We define the parameters of each bucket and identify the matching cloak, so that we can easily identify who is in which bucket. This reminds me of Handmade’s Tale, a HULU series. Everyone woman has a role to play…either Wife, Martha (they do the cooking and cleaning), Handmade (surrogates) or Aunt (they control the Handmaids), each wearing a different color cloak, so that you know exactly in which bucket they belong and what is expected of them.


I’m sure you all have heard of “the wolf in sheep’s clothing,” meaning those who wear the cloak, but don’t really fit in the bucket. It’s easy to point fingers at those who not only don’t fit into the bucket but crack it…like priests molesting children. But, what about less offensive things like being Christian, but saying mean things about others or being a good mother but spanking your children. In other words, despite the cloak we put on, we may do things contrary to what is expected of someone wearing that cloak. If we do this outwardly, we are typically chastised or shunned. So, instead, we do our best to hide our indiscretion. We may even discover at some point that we no longer fit into that bucket. Yet, we continue to wear the cloak, as not to be devalued in any way.

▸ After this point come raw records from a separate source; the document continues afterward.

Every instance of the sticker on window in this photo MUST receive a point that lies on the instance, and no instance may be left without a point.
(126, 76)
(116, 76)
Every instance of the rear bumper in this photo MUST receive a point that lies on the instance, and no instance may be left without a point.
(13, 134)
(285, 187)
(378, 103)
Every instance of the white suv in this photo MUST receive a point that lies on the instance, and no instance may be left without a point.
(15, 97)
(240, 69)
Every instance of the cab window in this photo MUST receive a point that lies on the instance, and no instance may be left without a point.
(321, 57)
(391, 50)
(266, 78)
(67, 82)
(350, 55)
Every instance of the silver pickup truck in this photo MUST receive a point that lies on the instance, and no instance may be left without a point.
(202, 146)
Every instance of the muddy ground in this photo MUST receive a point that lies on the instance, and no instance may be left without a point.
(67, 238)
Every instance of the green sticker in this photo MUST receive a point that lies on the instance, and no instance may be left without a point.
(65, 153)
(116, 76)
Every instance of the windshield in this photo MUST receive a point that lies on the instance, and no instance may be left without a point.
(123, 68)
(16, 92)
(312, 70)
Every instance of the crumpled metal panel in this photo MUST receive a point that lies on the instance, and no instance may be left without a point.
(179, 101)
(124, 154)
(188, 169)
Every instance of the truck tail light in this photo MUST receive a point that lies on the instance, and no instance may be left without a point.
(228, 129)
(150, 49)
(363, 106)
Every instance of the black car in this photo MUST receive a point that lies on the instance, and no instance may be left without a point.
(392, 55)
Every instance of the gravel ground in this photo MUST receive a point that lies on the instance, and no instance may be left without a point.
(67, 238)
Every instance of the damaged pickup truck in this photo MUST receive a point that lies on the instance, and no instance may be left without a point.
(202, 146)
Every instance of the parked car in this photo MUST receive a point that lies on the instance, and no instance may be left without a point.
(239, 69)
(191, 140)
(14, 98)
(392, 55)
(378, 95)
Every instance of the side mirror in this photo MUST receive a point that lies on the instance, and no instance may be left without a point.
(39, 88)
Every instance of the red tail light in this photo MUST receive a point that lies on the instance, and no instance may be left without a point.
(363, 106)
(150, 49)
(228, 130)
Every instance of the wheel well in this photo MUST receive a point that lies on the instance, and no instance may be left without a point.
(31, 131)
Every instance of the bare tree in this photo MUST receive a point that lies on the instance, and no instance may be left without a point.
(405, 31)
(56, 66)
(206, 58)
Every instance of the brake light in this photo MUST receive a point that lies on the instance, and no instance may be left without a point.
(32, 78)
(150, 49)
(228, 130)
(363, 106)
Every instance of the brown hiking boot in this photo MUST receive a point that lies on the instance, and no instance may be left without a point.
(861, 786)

I have certainly struggled with this in my lifetime. What buckets am I in that aren’t befitting? What buckets should ARE befitting? What will happen if I change cloaks? This has been an ongoing process of self-discovery for me and, I imagine, many human beings. But, why? Why are we so afraid to show our true colors? Could it be that, in effort to “fit in”, we have become so judgmental of who does NOT belong that we’ve also stifled our own growth? In other words, we’ve created such a tight description of the bucket that any deviation (which is likely over time) makes us no longer fit in ourselves.

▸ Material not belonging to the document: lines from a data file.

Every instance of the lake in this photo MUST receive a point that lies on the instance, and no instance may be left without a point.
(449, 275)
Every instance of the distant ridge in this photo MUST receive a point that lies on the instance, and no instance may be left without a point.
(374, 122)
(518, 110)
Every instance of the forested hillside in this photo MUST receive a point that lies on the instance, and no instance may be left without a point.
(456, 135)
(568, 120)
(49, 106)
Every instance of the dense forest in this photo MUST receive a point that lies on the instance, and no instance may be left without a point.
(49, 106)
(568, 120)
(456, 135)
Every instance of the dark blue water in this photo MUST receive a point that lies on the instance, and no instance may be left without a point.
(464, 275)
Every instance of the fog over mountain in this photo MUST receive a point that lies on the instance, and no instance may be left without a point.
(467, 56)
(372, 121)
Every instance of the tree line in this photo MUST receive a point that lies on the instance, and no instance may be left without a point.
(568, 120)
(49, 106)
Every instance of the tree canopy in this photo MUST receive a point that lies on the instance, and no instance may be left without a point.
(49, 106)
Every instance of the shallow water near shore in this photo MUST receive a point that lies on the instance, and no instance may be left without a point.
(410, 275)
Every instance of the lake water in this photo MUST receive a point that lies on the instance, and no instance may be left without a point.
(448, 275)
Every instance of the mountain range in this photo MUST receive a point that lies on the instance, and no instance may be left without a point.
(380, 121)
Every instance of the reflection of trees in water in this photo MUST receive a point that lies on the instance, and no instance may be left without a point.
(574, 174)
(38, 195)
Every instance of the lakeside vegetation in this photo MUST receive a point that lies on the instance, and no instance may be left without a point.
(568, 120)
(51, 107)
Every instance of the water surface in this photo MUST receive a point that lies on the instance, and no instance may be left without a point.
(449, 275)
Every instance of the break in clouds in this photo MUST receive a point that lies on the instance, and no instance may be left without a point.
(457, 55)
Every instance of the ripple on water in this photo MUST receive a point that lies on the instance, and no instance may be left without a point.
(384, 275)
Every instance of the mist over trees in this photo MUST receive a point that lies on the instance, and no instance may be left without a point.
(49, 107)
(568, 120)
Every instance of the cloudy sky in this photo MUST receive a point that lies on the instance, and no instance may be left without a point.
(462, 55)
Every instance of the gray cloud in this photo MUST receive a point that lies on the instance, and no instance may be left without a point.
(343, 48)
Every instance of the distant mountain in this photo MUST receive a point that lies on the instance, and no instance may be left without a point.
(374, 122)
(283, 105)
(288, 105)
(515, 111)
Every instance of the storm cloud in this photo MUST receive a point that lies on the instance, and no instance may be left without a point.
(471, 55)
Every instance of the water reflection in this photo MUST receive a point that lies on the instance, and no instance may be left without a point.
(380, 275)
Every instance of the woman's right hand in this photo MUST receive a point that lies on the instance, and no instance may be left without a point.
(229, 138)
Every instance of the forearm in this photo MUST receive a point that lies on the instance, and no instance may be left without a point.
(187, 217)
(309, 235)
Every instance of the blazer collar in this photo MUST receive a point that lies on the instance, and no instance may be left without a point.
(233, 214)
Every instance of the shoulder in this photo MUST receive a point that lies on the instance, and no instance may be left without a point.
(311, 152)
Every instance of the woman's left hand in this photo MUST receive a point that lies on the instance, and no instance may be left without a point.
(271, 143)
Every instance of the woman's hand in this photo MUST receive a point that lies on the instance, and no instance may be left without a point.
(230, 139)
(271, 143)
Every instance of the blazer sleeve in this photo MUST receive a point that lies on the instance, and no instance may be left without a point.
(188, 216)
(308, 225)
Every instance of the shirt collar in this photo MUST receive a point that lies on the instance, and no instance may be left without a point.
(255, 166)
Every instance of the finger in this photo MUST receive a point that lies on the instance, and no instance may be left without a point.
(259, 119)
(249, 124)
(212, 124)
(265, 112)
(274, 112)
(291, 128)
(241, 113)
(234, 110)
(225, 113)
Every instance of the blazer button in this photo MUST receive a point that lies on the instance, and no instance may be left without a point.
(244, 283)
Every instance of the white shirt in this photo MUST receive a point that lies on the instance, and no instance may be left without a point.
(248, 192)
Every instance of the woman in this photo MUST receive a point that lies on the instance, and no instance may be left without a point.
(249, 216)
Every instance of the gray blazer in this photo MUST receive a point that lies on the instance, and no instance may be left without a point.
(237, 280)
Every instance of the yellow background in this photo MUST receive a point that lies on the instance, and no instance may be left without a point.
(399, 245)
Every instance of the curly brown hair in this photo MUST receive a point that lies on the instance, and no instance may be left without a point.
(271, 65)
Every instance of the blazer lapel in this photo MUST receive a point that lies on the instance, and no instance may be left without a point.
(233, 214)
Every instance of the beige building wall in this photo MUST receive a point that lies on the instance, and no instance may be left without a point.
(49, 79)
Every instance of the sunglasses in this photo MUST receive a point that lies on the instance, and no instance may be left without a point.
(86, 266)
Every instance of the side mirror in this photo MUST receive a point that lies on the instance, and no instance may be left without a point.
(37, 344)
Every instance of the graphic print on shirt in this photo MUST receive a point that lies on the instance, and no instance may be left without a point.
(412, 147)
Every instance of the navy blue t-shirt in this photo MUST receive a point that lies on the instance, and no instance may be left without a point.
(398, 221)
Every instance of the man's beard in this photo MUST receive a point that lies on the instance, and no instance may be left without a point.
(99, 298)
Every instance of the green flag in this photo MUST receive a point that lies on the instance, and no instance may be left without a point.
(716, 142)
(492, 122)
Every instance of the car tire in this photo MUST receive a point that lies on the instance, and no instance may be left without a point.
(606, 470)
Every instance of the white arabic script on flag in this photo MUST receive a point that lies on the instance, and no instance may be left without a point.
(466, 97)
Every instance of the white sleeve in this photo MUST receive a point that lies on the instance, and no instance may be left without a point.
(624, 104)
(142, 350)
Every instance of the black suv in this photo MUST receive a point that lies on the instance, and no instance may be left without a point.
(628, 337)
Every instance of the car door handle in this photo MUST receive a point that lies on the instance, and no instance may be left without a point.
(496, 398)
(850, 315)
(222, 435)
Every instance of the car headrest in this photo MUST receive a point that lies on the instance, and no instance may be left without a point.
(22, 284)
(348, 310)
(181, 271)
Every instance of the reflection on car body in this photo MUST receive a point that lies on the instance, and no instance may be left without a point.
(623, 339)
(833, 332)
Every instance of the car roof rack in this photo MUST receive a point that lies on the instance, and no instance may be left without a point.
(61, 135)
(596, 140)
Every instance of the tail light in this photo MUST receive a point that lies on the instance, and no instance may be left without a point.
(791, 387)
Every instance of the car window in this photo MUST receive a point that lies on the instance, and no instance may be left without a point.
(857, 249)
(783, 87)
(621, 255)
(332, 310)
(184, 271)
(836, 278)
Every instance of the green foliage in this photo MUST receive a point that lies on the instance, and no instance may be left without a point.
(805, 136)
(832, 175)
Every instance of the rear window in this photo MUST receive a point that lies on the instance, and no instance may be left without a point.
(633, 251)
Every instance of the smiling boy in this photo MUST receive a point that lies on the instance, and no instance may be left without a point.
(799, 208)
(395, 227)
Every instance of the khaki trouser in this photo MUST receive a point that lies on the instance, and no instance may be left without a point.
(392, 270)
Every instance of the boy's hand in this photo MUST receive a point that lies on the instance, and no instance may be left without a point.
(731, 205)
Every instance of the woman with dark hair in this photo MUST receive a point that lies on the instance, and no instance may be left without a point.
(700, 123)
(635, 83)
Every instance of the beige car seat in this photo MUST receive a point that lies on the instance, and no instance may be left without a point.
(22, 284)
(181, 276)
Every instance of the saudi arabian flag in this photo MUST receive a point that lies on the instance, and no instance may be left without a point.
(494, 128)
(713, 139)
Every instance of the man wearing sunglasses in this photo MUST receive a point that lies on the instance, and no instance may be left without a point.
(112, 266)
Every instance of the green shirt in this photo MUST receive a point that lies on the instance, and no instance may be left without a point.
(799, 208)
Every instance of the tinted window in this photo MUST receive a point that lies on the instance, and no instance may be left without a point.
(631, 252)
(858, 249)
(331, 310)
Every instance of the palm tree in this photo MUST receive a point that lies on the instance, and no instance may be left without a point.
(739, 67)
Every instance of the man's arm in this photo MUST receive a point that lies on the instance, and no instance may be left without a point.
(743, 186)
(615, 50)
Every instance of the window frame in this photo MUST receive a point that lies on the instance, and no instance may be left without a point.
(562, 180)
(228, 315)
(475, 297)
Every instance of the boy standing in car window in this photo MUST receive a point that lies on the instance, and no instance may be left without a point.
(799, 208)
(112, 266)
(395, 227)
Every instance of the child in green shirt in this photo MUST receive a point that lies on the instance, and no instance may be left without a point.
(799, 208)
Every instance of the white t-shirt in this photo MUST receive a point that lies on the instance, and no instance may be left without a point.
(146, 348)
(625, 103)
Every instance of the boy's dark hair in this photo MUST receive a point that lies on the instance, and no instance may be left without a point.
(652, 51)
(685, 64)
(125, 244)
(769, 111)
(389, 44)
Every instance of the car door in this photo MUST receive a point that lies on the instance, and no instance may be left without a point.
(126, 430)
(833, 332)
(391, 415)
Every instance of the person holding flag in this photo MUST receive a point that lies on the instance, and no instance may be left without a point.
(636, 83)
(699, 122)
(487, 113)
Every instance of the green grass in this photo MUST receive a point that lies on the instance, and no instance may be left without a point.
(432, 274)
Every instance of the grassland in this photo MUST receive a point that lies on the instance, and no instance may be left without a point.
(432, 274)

I suppose the answer comes down to love versus hate. If we act hateful toward our self or others, we perpetuate the problem. However, if we react with love and forgiveness, we empower people to learn and grow as human beings.


Keep in mind that love and forgiveness does not mean you condone any actions. It just means you are freeing yourself of any angst and allowing for mistakes to become learning opportunities.


Do I think we will do away with the cloaks and buckets? No. There is usefulness in them. This is apparent in nature, as well. For example, the antelope takes no issue with the elephant, but is on high alert with the jaguar. Can we forgive the jaguar for taking down the antelope? Yes, because it was in her nature to survive. Isn’t that what we are ALL trying to do…survive? We may not agree with one another’s actions; but if we look at each as an act of survival, then perhaps we will be more forgiving.


In addition to forgiveness, I think we can also work on being more genuine with who we really are. So, I ask you, “What cloaks are YOU wearing?” Does it fit you? If not, I encourage you to seek out why you are hiding in that cloak and strive to uncover who you really are. For me, this seems an endless journey; but one that reveals many rewards along the way.